Interruptions thérapeutiques programmées : les leçons de SMART

 

Christine Danel

Programme PAC-CI, Site ANRS Abidjan (Côte d'Ivoire)

 






CD4+ count-guided interruption of antiretroviral treatment
El-Sadr WM, Lundgren JD, Neaton JD, Gordin F, Abrams D, Arduino RC et al.
The New England Journal of Medicine, 2006, 355, 22, 2283-96

Mené dans 33 pays, l'essai SMART a mis en évidence l'échec de la stratégie d'interruption de traitement guidée par les CD4 avec les seuils 250-350 comme critères de reprise et de nouvel arrêt. D'autres schémas d'interruption sont-ils envisageables ?

 

L’objectif de l’essai SMART était de comparer une stratégie d’interruption du traitement antirétroviral guidée par les CD4 à une stratégie de traitement antirétroviral continu. L’essai a été mené dans 33 pays (318 sites), essentiellement en Amérique du Nord et en Europe.
Les principaux critères d’inclusion dans l’étude étaient : âge supérieur à 13 ans, pas de grossesse ni d’allaitement en cours, CD4 supérieurs à 350/mm3, traitement antirétroviral en cours (hautement actif ou non), et consentement éclairé signé.
L’étude comportait deux bras : un bras de traitement continu et un bras adapté aux taux de CD4 (CD4-A). Dans ce bras, les patients interrompaient leur traitement lorsque les CD4 étaient supérieurs à 350/mm3 et le reprenaient quand les CD4 devenaient inférieurs à 250/mm3. Le rythme des examens (CD4 et charge virale) était de tous les 2 mois pendant la première année de suivi puis tous les 4 mois à partir de la deuxième année. Les patients reprenaient le traitement en continu s’ils présentaient des symptômes liés au VIH ou si le pourcentage de CD4 baissait au-dessous de 15%.
Le suivi était prévu pour durer 6 ans. Le critère de jugement principal était la survenue d’un événement opportuniste (essentiellement des événements classant sida) nouveau ou récurrent ou du décès, quelle que soit la cause. Les principaux critères de jugement secondaires étaient la survenue d’un événement grave cardiaque, rénal, hépatique, et de tout événement indésirable de grade 4.
Commencé en janvier 2002, l’essai a été interrompu prématurément en janvier 2006 en raison d’une plus grande incidence de décès dans le bras CD4-A par rapport au bras continu en analyse intermédiaire.
Au moment de l’arrêt, 5472 patients avaient été inclus, 2720 avaient été randomisés dans le groupe CD4-A et 2752 dans le groupe continu. Les caractéristiques initiales étaient les suivantes : âge médian 43 ans, 27% de femmes, 40% de fumeurs, 24% de personnes au stade sida, 49% de personnes sous INNTI, 71% de personnes avec une charge virale plasmatique < 400 copies/ml.
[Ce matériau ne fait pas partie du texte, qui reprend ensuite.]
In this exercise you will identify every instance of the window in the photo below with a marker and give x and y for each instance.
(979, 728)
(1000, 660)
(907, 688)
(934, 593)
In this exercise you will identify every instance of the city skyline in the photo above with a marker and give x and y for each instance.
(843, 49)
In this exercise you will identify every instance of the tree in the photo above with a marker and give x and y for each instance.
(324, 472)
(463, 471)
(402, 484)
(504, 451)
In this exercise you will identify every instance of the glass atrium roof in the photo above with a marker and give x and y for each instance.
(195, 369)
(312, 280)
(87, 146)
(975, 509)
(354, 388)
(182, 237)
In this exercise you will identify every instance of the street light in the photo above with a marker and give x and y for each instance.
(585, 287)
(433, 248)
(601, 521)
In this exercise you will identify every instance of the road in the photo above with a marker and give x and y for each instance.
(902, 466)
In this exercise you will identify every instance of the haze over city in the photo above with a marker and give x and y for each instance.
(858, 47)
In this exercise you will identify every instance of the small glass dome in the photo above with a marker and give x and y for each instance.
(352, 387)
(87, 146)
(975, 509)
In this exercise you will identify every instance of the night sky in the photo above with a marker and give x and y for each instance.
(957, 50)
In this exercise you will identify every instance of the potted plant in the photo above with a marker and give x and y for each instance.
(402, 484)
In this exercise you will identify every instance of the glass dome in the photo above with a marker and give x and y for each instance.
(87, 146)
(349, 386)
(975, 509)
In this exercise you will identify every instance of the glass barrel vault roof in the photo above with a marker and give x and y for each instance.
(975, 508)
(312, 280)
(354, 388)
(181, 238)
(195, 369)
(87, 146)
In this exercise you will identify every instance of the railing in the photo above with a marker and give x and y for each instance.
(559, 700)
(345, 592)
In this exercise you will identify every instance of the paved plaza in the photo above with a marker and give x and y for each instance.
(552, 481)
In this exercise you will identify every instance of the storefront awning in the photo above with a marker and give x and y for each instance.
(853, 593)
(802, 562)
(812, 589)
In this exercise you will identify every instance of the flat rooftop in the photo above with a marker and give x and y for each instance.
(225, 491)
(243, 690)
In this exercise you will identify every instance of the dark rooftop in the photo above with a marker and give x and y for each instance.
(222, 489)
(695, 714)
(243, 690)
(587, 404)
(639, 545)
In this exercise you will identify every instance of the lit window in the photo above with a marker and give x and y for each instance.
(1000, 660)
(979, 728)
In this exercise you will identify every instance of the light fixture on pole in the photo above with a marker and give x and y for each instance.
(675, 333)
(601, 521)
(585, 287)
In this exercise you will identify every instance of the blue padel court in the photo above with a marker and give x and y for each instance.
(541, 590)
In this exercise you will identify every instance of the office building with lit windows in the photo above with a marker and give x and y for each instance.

Le taux de CD4 médians était de 597/mm3, la médiane du nadir de CD4 250/mm3, et la durée médiane de suivi sous HAART avant randomisation de 6 ans.
Le suivi dans l’essai a été de 3700 patients-années, soit une moyenne de 16 mois par ­personne. Plus de 94% des visites ont été effectuées, avec 1,2% de valeurs manquantes pour le critère de jugement principal dans le bras CD4-A et 1,5% dans le bras continu. Les patients du groupe CD4-A ont eu un arrêt de traitement médian de 16,8 mois et avaient en moyenne 206 CD4/mm3 de moins par rapport au groupe traitement continu sur l’ensemble des valeurs pendant l’essai.
Quand on rentre dans le détail du temps de suivi, le pourcentage de temps passé (i) sous ARV était de 33% dans le groupe CD4-A et de 94% dans le groupe continu ; (ii) au-dessus de 350/mm3 était de 68% dans le groupe CD4-A et 93% dans le groupe continu ; (iii) en dessous de 250/mm3 était de 9% dans le groupe CD4-A et 1,8% dans le groupe continu. Le pourcentage de temps passé avec CV < 400 copies/ml était de 9% dans le groupe CD4-A et 72% dans le groupe continu.
Les résultats sur les critères de jugements étaient les suivants : le risque du critère de jugement principal, "décès ou événement sida", était significativement supérieur dans le groupe CD4-A comparé au groupe continu (RR = 2,6 [IC95% 1,9-3,7] p < 0,0001). La différence significative persistait pour les risques de décès seuls (RR = 1,8 [IC95% 1,2-2,9] p = 0,007), d’événements sida (RR = 6,6 [IC95% 1,5-29,1] p = 0,009), ou d’événements morbides non sida (RR = 3,6 [IC95% 2,1-6,1] p < 0,001). A noter que 8% seulement des décès ont été imputés à des infections opportunistes.
Concernant les critères de jugement secondaires, le risque d’événements graves cardiovasculaires, rénaux, hépatiques était également significativement supérieur dans le groupe CD4-A (RR = 1,7 [IC95% 1,1-2,5] p = 0,009). A lui seul, le risque d’effets indésirables de grade 4 n’était pas significativement différent dans les deux groupes (RR = 1,2, [IC95% 1-1,5] p = 0,13), mais associé au décès dans un critère composite "grade 4 ou décès" il devenait également significativement supérieur dans le groupe CD4-A (RR = 1,3 [IC95% 1-1,6] p = 0,03).
Enfin, en stratifiant les analyses de survenue du critère de jugement principal "décès ou événement sida" sur les groupes de caractéristiques initiales, on retrouvait un RR plus élevé dans les groupes CD4-A chez les personnes noires (RR 3,7 vs RR 2,1 ; p = 0,02), chez les personnes avec CV à l’inclusion < 400 copies/ml (RR à 4,0 vs RR à 1,2), et un RR variant suivant les strates de CD4 initiales (RR variant de 1,5 pour la strate 350-449/mm3 à 4,1 pour la strate 450-549/mm3). Après ajustement sur les CD4 et la CV, le risque relatif d’événement sida dans le groupe CD4-A comparé au groupe continu passait de 3,6 à 1,7 et le risque relatif de décès passait de 1,8 à 1,2.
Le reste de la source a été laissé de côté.